Под радугой - [30]
Это значит, что дядя Саша заканчивает свой рабочий день.
Шлойма смотрит мимо дяди Саши в цех.
До конца смены остается пятнадцать минут, но цех работает так же напряженно, как и в самом начале рабочего дня. Вздрагивая, бегут вверх и вниз узкие приводные ремни, быстро и размеренно вращаются моторы прессов.
Широкие толстые листы жести с шумом ложатся под длинный нож, узкие полосы со скрежетом падают на пол. На большом столе посреди цеха, почти вовсю его длину, стоят высокие и тяжелые ручные прессы. У каждого пресса — девушка в красном платке.
У одного из таких прессов стоит Таня.
Она штампует медные пряжки — те самые, которые Шлойма потом никелирует в своем цехе.

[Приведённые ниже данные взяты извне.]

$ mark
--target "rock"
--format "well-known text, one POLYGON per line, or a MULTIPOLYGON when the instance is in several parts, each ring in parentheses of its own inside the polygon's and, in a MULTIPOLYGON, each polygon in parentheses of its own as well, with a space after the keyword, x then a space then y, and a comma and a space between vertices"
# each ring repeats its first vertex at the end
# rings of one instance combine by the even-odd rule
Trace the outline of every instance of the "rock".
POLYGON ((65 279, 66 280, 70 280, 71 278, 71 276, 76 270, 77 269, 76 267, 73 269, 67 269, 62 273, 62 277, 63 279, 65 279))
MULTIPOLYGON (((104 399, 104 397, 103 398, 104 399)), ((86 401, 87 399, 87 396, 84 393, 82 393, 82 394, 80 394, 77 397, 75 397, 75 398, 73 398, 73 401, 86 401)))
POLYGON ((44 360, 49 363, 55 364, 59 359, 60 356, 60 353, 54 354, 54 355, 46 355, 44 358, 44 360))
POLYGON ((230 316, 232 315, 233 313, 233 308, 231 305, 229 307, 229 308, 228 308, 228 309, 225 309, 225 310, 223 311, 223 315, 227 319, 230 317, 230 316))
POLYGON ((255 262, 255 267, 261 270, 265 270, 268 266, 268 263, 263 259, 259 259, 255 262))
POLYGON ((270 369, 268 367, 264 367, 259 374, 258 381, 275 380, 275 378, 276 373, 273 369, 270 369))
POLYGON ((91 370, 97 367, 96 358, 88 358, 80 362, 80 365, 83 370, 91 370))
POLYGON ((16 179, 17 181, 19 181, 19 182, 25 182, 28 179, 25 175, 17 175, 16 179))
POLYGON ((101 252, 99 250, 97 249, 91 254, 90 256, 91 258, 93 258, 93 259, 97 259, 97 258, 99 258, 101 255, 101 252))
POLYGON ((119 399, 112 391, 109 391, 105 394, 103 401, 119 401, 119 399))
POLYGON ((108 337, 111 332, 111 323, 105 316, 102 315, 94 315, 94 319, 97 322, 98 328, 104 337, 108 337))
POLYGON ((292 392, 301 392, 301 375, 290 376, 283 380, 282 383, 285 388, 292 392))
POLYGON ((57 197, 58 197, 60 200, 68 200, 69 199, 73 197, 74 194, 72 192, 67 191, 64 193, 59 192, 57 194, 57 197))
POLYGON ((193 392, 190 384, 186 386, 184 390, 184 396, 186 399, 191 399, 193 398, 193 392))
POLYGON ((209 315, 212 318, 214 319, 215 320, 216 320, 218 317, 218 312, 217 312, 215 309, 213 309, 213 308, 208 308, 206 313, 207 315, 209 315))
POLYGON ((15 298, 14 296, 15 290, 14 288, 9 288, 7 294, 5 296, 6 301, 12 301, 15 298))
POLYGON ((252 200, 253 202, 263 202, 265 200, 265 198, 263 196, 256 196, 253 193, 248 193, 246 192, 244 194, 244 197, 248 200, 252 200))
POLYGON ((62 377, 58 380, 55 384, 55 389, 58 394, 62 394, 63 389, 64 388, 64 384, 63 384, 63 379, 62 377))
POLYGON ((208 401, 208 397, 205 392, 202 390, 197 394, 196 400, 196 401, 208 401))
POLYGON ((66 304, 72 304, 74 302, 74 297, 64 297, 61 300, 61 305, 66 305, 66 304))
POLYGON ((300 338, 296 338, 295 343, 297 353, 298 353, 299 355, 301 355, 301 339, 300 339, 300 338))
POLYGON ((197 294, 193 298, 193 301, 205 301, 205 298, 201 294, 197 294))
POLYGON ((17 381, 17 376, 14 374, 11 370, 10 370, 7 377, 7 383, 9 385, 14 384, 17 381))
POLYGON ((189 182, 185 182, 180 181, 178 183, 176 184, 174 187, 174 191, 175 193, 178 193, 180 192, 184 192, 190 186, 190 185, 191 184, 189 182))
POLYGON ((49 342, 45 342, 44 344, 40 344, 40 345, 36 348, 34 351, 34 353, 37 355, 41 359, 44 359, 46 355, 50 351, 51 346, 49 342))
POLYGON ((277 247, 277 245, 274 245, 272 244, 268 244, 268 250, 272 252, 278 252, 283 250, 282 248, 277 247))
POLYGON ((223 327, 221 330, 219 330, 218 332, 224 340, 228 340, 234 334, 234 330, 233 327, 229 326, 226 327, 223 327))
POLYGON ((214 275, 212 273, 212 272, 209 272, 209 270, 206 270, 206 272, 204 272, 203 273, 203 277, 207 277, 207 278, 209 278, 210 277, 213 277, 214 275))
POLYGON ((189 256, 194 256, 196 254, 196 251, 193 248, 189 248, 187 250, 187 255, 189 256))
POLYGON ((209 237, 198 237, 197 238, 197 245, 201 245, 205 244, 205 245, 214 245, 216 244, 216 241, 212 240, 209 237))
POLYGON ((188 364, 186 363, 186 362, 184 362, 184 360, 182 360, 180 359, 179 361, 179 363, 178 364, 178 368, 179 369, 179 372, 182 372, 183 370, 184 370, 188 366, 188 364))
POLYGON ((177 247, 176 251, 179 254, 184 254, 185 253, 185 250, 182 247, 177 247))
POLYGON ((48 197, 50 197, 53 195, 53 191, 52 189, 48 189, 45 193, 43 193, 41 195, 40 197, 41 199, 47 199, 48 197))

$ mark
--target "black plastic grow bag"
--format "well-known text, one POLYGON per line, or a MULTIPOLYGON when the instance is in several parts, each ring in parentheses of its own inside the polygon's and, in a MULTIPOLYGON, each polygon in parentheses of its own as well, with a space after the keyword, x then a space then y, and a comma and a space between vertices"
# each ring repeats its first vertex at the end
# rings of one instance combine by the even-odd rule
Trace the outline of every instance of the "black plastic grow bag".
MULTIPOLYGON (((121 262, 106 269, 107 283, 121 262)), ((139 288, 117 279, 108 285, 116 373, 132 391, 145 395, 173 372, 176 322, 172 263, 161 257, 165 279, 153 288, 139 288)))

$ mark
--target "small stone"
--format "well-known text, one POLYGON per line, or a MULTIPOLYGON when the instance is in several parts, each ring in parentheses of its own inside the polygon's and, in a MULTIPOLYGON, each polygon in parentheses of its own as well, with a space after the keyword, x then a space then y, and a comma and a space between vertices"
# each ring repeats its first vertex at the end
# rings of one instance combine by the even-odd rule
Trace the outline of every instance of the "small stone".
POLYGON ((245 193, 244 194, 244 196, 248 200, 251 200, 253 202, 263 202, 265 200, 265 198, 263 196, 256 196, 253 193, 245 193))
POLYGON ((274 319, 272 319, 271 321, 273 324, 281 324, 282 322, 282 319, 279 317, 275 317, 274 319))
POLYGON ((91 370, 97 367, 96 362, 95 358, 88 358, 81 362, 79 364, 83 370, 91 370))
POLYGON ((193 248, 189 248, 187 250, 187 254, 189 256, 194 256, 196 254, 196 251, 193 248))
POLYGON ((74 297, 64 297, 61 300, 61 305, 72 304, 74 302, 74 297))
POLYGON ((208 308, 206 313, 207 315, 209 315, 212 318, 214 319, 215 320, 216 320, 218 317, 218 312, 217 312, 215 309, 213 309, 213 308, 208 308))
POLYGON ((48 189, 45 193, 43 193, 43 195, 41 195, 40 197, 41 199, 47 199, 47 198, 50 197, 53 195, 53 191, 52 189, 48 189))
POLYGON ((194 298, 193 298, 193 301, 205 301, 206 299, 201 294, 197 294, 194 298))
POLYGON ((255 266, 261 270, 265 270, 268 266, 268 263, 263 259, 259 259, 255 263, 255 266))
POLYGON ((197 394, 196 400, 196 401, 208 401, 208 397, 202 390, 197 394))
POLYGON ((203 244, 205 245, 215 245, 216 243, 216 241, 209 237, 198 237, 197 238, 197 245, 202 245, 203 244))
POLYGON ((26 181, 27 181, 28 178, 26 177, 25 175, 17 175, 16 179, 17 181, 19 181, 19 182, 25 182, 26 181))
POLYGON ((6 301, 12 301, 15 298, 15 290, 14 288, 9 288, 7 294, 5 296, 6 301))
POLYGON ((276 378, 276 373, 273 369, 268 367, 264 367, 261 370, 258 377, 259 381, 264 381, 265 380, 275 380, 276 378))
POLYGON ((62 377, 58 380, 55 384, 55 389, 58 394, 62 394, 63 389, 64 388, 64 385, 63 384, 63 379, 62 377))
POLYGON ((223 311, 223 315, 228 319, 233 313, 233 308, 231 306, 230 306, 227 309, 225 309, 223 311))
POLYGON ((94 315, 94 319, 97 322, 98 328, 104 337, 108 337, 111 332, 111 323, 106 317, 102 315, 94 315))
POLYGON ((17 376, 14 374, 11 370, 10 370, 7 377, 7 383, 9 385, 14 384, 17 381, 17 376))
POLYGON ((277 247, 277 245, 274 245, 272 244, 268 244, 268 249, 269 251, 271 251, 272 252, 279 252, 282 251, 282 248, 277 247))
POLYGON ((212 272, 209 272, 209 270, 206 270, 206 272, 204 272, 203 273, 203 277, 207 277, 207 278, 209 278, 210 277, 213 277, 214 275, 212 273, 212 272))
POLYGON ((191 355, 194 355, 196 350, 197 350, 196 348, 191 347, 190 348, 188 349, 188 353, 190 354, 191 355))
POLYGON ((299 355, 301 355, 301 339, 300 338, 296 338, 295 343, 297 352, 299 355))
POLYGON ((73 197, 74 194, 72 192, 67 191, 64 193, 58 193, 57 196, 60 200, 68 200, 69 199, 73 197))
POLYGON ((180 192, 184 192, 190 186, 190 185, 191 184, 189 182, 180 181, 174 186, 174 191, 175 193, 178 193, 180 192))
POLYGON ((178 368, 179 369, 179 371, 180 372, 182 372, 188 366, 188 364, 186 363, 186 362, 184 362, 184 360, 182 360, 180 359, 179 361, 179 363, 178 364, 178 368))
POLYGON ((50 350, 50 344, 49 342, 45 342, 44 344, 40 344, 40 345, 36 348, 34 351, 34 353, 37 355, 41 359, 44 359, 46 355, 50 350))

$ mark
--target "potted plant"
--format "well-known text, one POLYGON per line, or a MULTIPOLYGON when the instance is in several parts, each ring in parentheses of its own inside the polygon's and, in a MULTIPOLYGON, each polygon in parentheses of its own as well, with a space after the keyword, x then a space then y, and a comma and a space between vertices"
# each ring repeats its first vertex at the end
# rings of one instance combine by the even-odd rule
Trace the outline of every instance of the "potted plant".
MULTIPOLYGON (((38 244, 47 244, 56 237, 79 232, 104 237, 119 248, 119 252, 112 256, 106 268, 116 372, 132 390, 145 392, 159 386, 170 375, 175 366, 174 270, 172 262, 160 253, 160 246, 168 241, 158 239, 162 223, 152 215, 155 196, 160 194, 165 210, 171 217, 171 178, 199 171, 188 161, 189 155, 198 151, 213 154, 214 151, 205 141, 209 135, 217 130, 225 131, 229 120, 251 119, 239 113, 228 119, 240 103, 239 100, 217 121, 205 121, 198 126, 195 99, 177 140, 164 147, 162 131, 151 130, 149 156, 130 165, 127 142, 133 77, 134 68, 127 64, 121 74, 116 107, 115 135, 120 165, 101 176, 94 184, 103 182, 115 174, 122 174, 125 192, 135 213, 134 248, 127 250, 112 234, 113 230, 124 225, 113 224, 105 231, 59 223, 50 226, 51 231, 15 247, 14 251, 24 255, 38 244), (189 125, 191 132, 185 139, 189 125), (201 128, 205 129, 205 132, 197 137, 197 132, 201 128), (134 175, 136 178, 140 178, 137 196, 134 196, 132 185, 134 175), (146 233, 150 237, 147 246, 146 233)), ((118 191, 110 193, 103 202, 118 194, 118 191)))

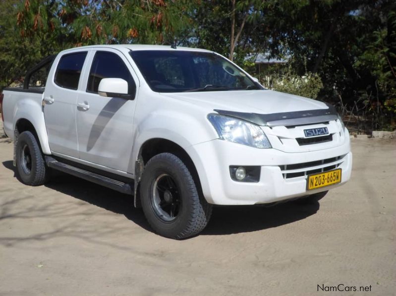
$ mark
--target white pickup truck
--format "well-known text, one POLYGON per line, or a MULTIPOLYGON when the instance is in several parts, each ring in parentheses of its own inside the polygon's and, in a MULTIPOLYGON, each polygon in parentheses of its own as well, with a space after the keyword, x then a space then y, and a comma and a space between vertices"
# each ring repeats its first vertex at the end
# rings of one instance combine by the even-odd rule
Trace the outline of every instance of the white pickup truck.
POLYGON ((0 105, 23 183, 44 184, 51 168, 133 195, 168 237, 199 233, 213 205, 318 199, 350 176, 333 106, 266 89, 208 50, 64 50, 0 105))

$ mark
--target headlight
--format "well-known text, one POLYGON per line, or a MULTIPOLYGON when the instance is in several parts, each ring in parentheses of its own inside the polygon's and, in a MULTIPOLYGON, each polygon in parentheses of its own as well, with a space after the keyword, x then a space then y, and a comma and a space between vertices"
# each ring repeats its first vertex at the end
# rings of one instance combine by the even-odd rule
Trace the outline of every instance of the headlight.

Ее черные волосы аккуратно заправлены под платок. Коричневая майка туго облегает грудь, крепкая рука откидывает тяжелую штангу. Пресс стонет, стучит по медным пластинкам и выплевывает пряжки в ловко подставленную руку. Таня чувствует на себе взгляд Шлоймы, но, привыкшая к нему, не подымает глаз.
Однако Шлойма очень долго смотрит на Таню и наконец видит из-за толстой штанги, заслоняющей половину ее лица, что и Таня поглядывает на него.
Он вдруг вспомнил, как они познакомились. Это было давно, еще в местечке, в небольшой комнате райпарткома у ее отца, секретаря райкома. Она стояла у окна, а над ее головой, на стене, дрожал продолговатый солнечный зайчик…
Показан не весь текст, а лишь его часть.